Reduce oven temperature to 350ºF.

Heat remaining 1 1/2 tablespoon olive oil in a large skillet over medium-low heat.  Add onion, sprinkle with salt and pepper, and cook until onion is a deep golden brown, stirring occasionally – roughly 30 minutes.  Cool slightly.

Set the tart on a rimmed baking sheet.  Spread the bottom and sides of crust with mustard.  Spread onion over mustard.  Arrange cauliflower and asparagus mixture over the onion.  Whisk eggs, sour cream, ricotta, milk, pepper, and nutmeg in a medium bowl.  Stir in cheese.  Pour mixture over vegetables and bake until tart is golden and the center is set, about 40 minutes.  Transfer to rack and cool 15 minutes before serving.

Squash, Bacon, and Lobster (Oh my!)

I’m a fan of soup.  A big fan.  Anything that requires slow simmering and very little attention on my part is a good thing.  And when I think of Thanksgiving, I always think of butternut squash, so naturally, I thought I would throw together a butternut squash soup for our first course.  Then I asked myself, “What could possibly make a luscious soup such as this even better?”  My answer?  Bacon and lobster, of course!

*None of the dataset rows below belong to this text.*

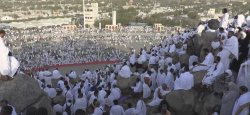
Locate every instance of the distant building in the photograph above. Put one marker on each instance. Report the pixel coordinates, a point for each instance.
(91, 14)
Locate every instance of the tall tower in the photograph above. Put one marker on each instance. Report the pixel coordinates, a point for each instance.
(114, 17)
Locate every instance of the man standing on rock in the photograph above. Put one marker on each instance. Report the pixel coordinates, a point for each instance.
(8, 63)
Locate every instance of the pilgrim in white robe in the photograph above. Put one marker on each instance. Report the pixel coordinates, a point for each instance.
(125, 72)
(214, 71)
(5, 68)
(80, 103)
(243, 78)
(116, 110)
(56, 74)
(156, 100)
(132, 59)
(208, 62)
(160, 78)
(138, 87)
(51, 92)
(146, 89)
(141, 59)
(229, 47)
(129, 111)
(224, 21)
(243, 99)
(72, 74)
(116, 92)
(140, 108)
(172, 48)
(169, 80)
(185, 81)
(248, 21)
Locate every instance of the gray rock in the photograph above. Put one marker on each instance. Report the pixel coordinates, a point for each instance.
(182, 102)
(198, 76)
(209, 101)
(124, 83)
(24, 92)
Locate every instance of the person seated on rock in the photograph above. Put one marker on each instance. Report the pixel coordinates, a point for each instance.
(160, 78)
(130, 110)
(116, 109)
(58, 108)
(9, 64)
(56, 74)
(206, 64)
(222, 80)
(116, 92)
(222, 35)
(4, 103)
(141, 108)
(7, 110)
(146, 85)
(125, 71)
(159, 95)
(185, 81)
(213, 71)
(50, 91)
(138, 86)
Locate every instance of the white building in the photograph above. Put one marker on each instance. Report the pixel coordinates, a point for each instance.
(91, 14)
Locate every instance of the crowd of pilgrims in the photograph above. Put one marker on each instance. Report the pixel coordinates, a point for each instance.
(70, 47)
(96, 92)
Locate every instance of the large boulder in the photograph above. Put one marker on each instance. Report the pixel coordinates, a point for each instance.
(182, 102)
(213, 24)
(209, 101)
(205, 39)
(184, 59)
(24, 92)
(198, 77)
(124, 83)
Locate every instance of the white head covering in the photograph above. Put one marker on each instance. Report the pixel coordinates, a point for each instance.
(244, 35)
(229, 72)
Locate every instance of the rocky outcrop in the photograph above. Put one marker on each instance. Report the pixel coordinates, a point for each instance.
(124, 83)
(182, 102)
(203, 41)
(24, 92)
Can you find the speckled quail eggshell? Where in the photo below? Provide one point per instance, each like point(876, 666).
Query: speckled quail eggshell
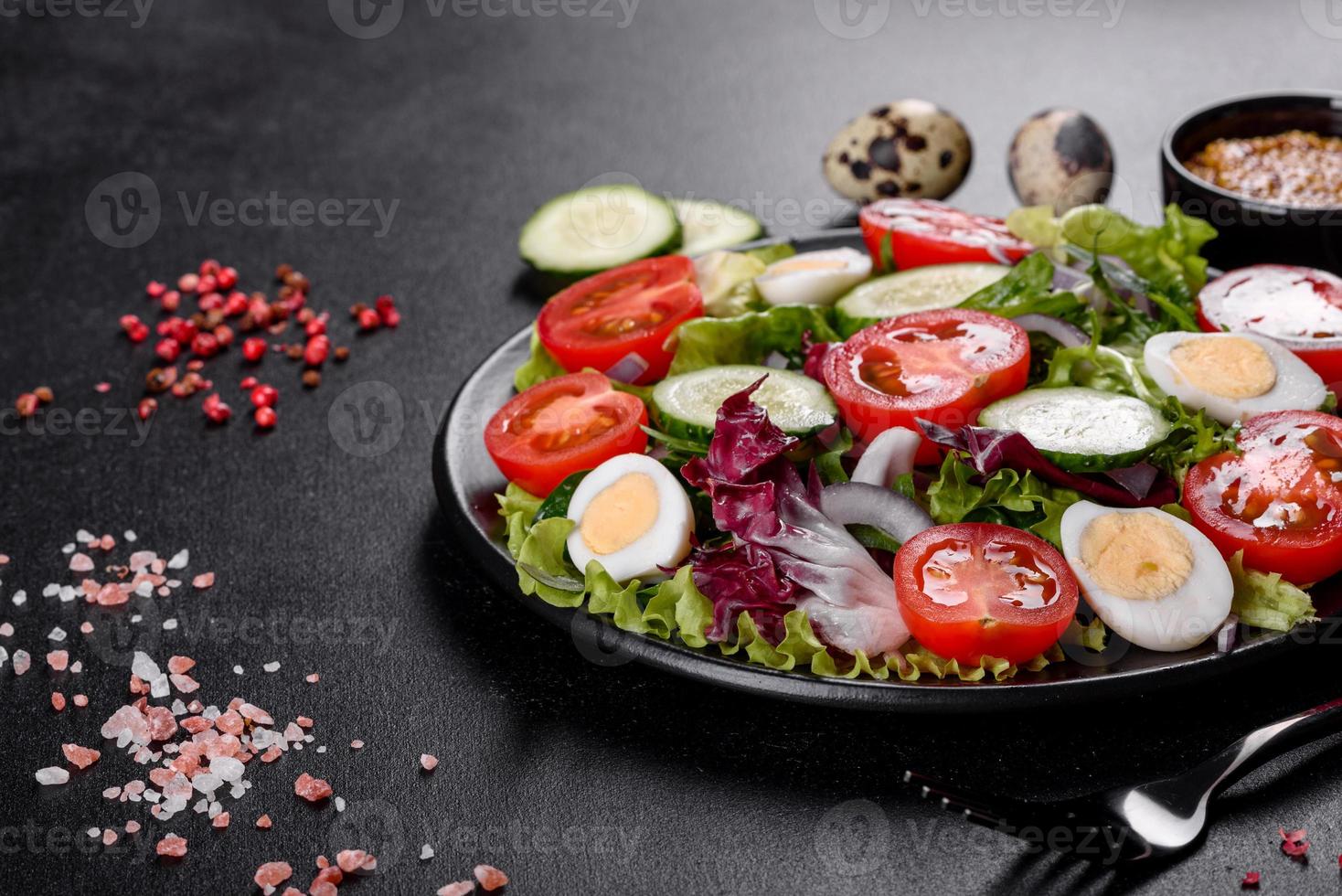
point(1061, 158)
point(911, 149)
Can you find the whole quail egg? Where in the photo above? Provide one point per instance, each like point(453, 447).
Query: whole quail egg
point(1061, 158)
point(909, 148)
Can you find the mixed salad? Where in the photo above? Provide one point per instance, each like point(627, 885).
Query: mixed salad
point(968, 451)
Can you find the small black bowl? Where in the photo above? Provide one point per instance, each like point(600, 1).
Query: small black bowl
point(1251, 231)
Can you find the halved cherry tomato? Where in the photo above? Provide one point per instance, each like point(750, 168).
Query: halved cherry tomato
point(943, 367)
point(1301, 307)
point(619, 321)
point(980, 589)
point(564, 425)
point(912, 232)
point(1279, 502)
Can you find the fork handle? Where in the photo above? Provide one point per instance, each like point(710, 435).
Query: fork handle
point(1268, 742)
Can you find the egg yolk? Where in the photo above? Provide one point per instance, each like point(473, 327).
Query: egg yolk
point(1140, 557)
point(808, 264)
point(620, 514)
point(1226, 367)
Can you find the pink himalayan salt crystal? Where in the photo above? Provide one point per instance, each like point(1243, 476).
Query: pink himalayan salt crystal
point(312, 789)
point(459, 888)
point(272, 875)
point(352, 860)
point(490, 878)
point(255, 714)
point(172, 845)
point(112, 594)
point(184, 683)
point(77, 755)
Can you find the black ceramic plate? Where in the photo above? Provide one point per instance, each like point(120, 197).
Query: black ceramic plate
point(466, 480)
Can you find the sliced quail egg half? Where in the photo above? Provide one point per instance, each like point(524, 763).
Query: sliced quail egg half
point(633, 517)
point(1149, 576)
point(1232, 375)
point(814, 278)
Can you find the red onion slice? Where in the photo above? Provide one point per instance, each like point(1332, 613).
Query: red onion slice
point(1067, 335)
point(863, 503)
point(888, 458)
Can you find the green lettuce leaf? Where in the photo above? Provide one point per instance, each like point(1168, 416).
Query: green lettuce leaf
point(1266, 601)
point(1028, 289)
point(538, 368)
point(749, 338)
point(1006, 496)
point(676, 608)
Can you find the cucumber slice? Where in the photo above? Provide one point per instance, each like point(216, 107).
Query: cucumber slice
point(1081, 430)
point(596, 229)
point(921, 289)
point(686, 405)
point(714, 226)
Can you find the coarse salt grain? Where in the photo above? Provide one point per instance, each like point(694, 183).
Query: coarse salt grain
point(459, 888)
point(51, 775)
point(490, 878)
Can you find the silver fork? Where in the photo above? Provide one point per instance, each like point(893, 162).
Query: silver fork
point(1147, 821)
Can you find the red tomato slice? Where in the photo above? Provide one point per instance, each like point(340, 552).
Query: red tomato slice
point(619, 321)
point(911, 232)
point(981, 589)
point(938, 365)
point(1301, 307)
point(1278, 502)
point(564, 425)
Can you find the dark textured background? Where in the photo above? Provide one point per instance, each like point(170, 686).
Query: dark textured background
point(570, 775)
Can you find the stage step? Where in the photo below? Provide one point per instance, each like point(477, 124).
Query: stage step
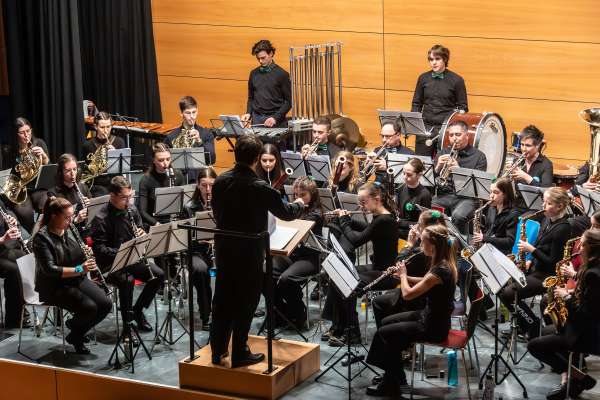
point(294, 362)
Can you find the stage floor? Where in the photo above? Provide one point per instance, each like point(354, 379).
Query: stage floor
point(163, 368)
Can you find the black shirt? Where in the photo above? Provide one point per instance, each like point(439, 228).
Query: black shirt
point(52, 254)
point(469, 157)
point(109, 229)
point(409, 215)
point(147, 198)
point(269, 93)
point(500, 230)
point(438, 98)
point(207, 141)
point(383, 234)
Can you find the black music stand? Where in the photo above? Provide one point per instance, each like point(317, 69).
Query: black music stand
point(129, 253)
point(532, 195)
point(472, 183)
point(497, 270)
point(294, 161)
point(590, 199)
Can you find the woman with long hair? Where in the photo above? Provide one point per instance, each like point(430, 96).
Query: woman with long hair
point(61, 269)
point(430, 324)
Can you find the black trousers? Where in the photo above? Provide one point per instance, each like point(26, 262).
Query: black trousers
point(526, 318)
point(13, 288)
point(85, 300)
point(124, 281)
point(200, 278)
point(342, 312)
point(288, 277)
point(237, 292)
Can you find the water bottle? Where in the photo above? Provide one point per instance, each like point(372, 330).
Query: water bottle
point(488, 387)
point(452, 369)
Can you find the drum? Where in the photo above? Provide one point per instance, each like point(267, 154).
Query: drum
point(486, 133)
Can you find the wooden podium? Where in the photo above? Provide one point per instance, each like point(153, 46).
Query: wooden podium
point(294, 361)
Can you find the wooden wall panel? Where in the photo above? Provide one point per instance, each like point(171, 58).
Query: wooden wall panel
point(224, 52)
point(508, 68)
point(546, 20)
point(331, 15)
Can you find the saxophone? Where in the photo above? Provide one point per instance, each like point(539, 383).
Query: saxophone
point(183, 140)
point(556, 308)
point(28, 168)
point(97, 162)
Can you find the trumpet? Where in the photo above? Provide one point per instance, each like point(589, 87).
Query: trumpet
point(390, 271)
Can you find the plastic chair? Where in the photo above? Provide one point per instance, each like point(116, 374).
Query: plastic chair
point(456, 340)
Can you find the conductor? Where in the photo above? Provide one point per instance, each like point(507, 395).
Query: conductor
point(240, 202)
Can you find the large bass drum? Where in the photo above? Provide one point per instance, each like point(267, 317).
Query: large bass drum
point(486, 133)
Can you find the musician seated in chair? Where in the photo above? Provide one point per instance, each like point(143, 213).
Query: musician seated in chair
point(29, 150)
point(580, 333)
point(102, 142)
point(269, 89)
point(114, 224)
point(193, 134)
point(460, 208)
point(202, 257)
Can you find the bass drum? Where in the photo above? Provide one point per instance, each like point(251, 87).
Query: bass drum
point(486, 133)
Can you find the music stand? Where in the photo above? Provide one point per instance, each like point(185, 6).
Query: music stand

Although they are a pain to peel, the flavor of a butternut squash is well worth the effort.  I chopped it up along with an onion and garlic and tossed them all together with olive oil and the rendered fat from the bacon.  To that, I added minced sage, thyme, and a few whole bay leaves.  After a sprinkling of kosher salt and black pepper, I roasted them in a 450º oven for just under an hour, stirring them halfway through to ensure even roasting.

Despite the state of our house (we’re still living out of the basement due to floor refinishing) I was still thrilled to be cooking for our Thanksgiving.  The roasted veggies smelled amazing and in the meantime, I prepped the lobster tails.  It was quite simple, really.  I just snipped up the sides of the lobster tail and snipped up the belly side of the shell, removing it and exposing the flesh.  A little salt, pepper, and olive oil and voilà

I wrapped the lobster tails in foil packets and after the butternut squash mixture was sufficiently roasted, I removed it, and into the oven they went!  Before I knew it, the soup had been puréed, the lobster was done, and it was only 1:00pm!

The finished product with lobster pieces.  Delicious!

As if one dessert wasn’t enough, I went ahead and put together a quick apple tart.  I’ve made them before, but usually labored over the pastry…not this time!  No way!  Into the freezer I went and Eureka! I had a package of puff pastry!  This apple tart is the simplest way to serve a fruit dessert and if you have the right ingredients: apples, puff pastry, butter, and sugar, you should be in business!

I tossed my peeled and cored apples with a few tablespoons of sugar and a few tablespoons of brandy, but the alcohol isn’t necessary.  We all know I like hooch with my food, and I feel that brandy adds a nice element to an apple dessert.  I then layered the apples on the puff pastry, sprinkled it with more sugar, and dotted the apples with cubed butter.  After about an hour in the oven, it was golden brown and gorgeous! 

All in all, I think this non-traditional Thanksgiving went off without a hitch.  Pat prepared a standing rib roast with roasted Brussels sprouts, carrots, and fingerling potatoes.  And Holly prepared a lovely scalloped celery root dish with bacon.  It was a nice change to spend the holiday with close friends and I hope we can all do it again soon.